The Print

EBS is now gone, but ETS is still available, ECI should nudge political parties and the corporate world towards wider use of ETS. Then, at least one part of electoral funding can become cleaner.

The Supreme Court of India, in a landmark judgement delivered on 15 February, declared as unconstitutional the Electoral Bond Scheme brought in 2017 to enable political funding. The main ground was that it violated the voters’ right to information on political funding under Act 19(1)(a) of the Constitution as it lacked transparency. SC opined  that anonymity granted for political donations under the scheme promoted corruption and a culture of quid pro quo with the ruling party, not transparency as it was claimed to be, and could lead to “unrestrained influence of the corporates in the electoral process.”

Incidentally, in a communication to the Finance Ministry in 2017, ECI had objected to EBS on the grounds that it would have a “serious impact on transparency of political finance and funding of political parties.” ECI had also pointed out that the removal of the cap on corporate funding would “open up the possibility of shell companies being set up for the sole purpose of making donations to political parties “ and wanted the cap to be reintroduced. ECI took the same stand before the Supreme Court.

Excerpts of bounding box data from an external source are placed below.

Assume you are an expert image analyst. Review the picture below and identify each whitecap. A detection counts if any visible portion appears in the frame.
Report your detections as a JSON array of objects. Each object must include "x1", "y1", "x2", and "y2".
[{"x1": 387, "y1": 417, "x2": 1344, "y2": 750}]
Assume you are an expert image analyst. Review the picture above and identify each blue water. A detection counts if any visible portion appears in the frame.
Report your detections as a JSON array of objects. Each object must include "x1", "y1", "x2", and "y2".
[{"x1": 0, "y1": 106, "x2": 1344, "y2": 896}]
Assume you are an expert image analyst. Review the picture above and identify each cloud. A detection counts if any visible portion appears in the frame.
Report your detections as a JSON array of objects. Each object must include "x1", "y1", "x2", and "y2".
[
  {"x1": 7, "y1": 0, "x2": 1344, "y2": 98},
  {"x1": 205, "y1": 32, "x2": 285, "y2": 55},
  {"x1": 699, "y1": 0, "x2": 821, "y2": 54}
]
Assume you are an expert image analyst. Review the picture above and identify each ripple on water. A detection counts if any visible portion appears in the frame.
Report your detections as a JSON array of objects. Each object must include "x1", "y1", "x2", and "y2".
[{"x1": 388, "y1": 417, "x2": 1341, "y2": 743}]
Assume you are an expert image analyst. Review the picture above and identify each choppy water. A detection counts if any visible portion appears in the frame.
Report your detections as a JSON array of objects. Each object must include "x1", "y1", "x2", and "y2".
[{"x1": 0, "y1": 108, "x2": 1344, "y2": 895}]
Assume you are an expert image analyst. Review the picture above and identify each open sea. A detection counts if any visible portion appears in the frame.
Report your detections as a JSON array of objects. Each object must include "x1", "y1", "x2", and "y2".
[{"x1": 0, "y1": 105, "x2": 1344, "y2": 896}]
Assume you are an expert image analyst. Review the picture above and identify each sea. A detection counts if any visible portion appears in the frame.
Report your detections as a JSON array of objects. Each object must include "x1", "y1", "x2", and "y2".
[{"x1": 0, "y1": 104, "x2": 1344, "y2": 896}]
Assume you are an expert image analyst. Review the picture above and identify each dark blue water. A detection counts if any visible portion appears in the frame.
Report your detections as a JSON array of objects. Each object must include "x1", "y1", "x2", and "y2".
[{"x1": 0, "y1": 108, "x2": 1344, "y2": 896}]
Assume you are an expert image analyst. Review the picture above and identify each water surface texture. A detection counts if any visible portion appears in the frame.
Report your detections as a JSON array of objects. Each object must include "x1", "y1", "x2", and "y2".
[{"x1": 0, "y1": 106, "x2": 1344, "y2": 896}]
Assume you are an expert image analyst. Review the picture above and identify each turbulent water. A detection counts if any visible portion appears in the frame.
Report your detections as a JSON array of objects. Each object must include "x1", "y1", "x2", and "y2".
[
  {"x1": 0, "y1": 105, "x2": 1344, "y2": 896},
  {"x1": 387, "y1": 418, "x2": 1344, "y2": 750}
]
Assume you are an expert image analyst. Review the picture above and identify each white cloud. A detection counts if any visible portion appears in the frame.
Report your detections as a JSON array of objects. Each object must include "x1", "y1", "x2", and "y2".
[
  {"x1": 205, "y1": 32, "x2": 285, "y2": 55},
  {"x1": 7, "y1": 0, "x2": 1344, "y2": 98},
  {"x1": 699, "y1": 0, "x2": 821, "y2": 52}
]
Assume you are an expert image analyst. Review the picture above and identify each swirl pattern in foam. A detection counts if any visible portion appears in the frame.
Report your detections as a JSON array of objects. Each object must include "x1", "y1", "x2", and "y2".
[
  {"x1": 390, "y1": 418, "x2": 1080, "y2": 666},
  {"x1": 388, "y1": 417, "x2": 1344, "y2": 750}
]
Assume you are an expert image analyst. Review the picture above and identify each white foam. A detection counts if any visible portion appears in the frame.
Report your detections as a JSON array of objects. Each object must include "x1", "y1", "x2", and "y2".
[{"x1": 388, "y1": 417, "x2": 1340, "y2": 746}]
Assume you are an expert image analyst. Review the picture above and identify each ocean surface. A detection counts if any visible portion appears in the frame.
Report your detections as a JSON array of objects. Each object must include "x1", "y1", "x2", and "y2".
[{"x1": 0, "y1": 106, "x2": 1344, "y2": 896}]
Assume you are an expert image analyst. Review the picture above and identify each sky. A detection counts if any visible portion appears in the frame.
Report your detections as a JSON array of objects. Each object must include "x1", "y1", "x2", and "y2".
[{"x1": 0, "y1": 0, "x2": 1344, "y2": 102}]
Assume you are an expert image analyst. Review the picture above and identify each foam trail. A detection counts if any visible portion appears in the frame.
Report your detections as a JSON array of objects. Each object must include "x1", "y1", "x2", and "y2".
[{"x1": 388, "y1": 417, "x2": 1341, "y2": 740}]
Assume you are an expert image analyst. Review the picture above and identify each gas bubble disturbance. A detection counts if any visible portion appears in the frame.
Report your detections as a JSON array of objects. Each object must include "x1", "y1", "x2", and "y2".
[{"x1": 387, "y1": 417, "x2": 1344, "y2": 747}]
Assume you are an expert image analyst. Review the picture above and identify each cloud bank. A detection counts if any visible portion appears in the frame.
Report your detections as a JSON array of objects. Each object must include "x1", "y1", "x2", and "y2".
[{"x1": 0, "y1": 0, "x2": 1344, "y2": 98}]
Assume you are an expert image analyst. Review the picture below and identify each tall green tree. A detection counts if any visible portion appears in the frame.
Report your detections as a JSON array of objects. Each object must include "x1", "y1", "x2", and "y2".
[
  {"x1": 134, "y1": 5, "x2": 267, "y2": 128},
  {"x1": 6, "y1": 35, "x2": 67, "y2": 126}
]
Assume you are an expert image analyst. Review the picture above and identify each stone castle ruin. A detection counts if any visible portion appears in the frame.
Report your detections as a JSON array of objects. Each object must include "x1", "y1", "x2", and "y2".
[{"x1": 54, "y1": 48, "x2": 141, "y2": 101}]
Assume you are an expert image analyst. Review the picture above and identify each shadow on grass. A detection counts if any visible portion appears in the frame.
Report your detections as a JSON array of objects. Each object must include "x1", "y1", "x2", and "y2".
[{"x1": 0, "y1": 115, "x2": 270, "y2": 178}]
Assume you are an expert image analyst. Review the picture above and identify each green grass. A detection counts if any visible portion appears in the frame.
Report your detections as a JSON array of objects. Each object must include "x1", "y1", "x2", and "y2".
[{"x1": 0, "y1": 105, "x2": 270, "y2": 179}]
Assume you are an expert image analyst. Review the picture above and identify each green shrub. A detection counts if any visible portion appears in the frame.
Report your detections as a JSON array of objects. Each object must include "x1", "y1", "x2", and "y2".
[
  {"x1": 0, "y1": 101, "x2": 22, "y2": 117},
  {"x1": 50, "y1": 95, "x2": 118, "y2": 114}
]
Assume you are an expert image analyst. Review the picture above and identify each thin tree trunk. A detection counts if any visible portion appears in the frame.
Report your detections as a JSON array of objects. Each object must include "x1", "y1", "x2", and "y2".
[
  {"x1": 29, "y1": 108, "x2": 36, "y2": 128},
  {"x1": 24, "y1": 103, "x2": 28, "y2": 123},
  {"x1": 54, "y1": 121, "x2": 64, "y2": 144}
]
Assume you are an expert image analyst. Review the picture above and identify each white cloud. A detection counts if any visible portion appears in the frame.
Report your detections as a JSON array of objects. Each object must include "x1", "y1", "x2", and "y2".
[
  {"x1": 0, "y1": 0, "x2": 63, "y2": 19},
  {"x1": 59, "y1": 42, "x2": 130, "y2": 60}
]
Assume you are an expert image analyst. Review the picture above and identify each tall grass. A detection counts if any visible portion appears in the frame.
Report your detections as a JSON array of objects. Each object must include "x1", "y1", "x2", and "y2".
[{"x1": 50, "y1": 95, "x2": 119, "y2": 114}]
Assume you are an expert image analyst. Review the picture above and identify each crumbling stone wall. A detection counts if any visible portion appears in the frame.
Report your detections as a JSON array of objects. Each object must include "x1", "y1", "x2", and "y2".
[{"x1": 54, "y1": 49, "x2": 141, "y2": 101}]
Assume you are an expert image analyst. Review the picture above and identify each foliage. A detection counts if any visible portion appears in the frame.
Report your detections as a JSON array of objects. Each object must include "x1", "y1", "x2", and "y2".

The question now is that with the EBS struck down, what steps can be taken to regulate party funding? The answer is provided by the Electoral Trust Scheme (ETS) formulated by the then government in 2013. But the Election Commission found the scheme lacking in transparency,  as the source of funding and disbursal of funds to political parties routed through the electoral trusts was not mandated. So ECI, in 2014, by invoking its inherent jurisdiction under Article 324 of the Constitution, issued instructions to all electoral trusts, in the interests of transparency and conduct of free and fair elections, for compulsory disclosure of information of the contributing companies and the beneficiary political parties. Electoral trusts distributed Rs 2,557.74 crore to political parties in the 10 years since 2013-14. But once EBS was introduced, with almost ‘nil’ transparency, contributions under EBS far outstripped the contributions under ETS. As reported by the Association of Democratic Reforms (ADR), between 2017-18  and  2021-22 political parties received Rs 1,631 crore under ETS but a whopping Rs 9,208 crore under EBS.

Though EBS is now gone and the ETS is still available, ECI should take the lead to discuss with political parties and the corporate world and nudge them towards wider use of ETS. Otherwise, political parties can also go the cash route.  If successful,  at least one part of the electoral funding arena can become cleaner.

Candidate spends more than the party

While a sense of euphoria prevails following this judgment, it will do good to have a look at the bigger picture of election expenditure and its funding.  Delhi-based think tank CMS India estimated total expenditure in the Lok Sabha election 2019 at Rs 55,000 crore to 60,000 crore. The reported expenditure of all political parties was Rs 2,984 crores for that election,  just a fraction of the estimated total expenditure. Thus a large part of the expenditure is actually incurred by the candidates and it is common knowledge that most, if not all, candidates spend monies that are far in excess of the ceiling prescribed.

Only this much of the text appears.